Horn Report: New Health Bureaucracy Proposed
NO: 09-02 09 September 2009
HORN REPORT: NEW HEALTH BUREAUCRACY PROPOSED
New bureaucracy: National Health Board Previously we reported on the risks to government posed in the Horn Report despite a number of useful recommendations. The central feature of the major restructuring proposed in the report is the creation of a new National Health Board (NHB) to:
* strategically plan and plan the funding of future capacity such as information technology, workforce, capital and facilities;
* fund national services presently funded by the Ministry of Health and services deemed to be national, including taking money out of funding presently allocated to DHBs;
* monitor DHBs partly by requiring them to develop the top three or four productivity measures that are important to them; and
* arbitrate any dispute as to whether services are to be national, regional or local.
In summary, the proposed NHB would be similar to the disbanded Health Funding Authority (of the late 1990s) in terms of funding DHBs. But it would be expanded beyond this to include planning, overseeing and directing DHBs including on service provision.
The rationale according to Horn The Report provides four reasons for reducing the role of the Ministry of Health and creating the National Health Board. They are: 1. The Ministry has too many diverse responsibilities. Separation would allow the Ministry to focus on its core tasks of “policy and regulation” leaving the NHB to focus on “improving performance”.

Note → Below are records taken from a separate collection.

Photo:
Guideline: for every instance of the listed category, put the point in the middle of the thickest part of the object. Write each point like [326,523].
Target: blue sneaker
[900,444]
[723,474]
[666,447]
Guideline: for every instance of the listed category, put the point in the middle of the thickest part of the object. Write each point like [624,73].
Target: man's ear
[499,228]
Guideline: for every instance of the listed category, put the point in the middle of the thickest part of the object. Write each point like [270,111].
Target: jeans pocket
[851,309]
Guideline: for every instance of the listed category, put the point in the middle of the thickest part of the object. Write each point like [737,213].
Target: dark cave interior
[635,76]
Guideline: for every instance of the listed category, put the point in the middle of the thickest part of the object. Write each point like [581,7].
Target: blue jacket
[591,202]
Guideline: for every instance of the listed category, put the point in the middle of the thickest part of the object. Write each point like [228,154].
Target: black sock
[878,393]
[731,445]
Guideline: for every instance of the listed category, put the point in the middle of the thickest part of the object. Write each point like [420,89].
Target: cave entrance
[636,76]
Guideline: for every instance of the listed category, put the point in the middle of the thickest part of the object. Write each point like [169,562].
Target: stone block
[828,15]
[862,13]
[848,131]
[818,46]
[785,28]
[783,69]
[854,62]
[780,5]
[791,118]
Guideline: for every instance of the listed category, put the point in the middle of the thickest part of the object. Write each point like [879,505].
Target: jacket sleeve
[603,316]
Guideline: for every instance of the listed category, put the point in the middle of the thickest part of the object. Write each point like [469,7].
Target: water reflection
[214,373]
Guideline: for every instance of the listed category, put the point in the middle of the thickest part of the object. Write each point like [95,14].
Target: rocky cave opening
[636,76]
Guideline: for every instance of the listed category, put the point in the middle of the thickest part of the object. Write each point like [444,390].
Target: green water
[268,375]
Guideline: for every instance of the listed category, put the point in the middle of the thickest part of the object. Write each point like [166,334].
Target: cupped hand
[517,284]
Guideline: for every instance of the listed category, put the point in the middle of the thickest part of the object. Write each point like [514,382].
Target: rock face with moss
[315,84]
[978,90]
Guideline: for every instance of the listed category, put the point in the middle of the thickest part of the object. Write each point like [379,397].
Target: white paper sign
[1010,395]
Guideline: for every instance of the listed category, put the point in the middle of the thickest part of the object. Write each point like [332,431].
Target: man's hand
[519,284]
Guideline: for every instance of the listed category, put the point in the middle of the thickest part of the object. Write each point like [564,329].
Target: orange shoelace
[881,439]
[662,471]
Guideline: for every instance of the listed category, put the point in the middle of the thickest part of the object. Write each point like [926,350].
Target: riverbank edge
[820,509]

This neglects the increased monitoring and advisory role the Ministry will have in reference to the NHB (and any other new structures). Further, in a small country two central bureaucracies is excessive. The experience of the former Health Funding Authority included duplication and competitive tensions between the two structures.
2. The Ministry’s performance should be independently reviewed but it can’t be if it does it itself. Separation is supposed to overcome this. However, this neglects the point that the Auditor- General has auditing functions for government departments and agencies while the State Services Commission can also performance monitor.
Further, there have also been independent university reviews.
3. “Separation forces greater clarity around the objectives for, and operational requirements of, the implementation functions that will now be carried out by the NHB.” This is debatable, especially in a small country such as New Zealand, with no evidence provided to sustain it.
4. As a crown entity the NHB would be “more distant from the Minister” which “should provide greater confidence about how the NHB would behave.” This “reduces both the reliance on subjective factors and the scope for lobbying and special pleading.” These are a mix of unsubstantiated assertions and reasons why it should not be supported. The reference to lobbying and special pleading could reasonably be expected to include us and other medical and health advocacy organisations.
Laudable aims, poor mechanism The functions proposed for the NHB are largely laudable but the case for creating a new additional bureaucracy to perform them is weak. It does not justify the risks, paralysis and uncertainty likely to arise.
While the Ministry of Health could also perform this expanded role, the NHB as a crown entity would be more arms length and less accountable.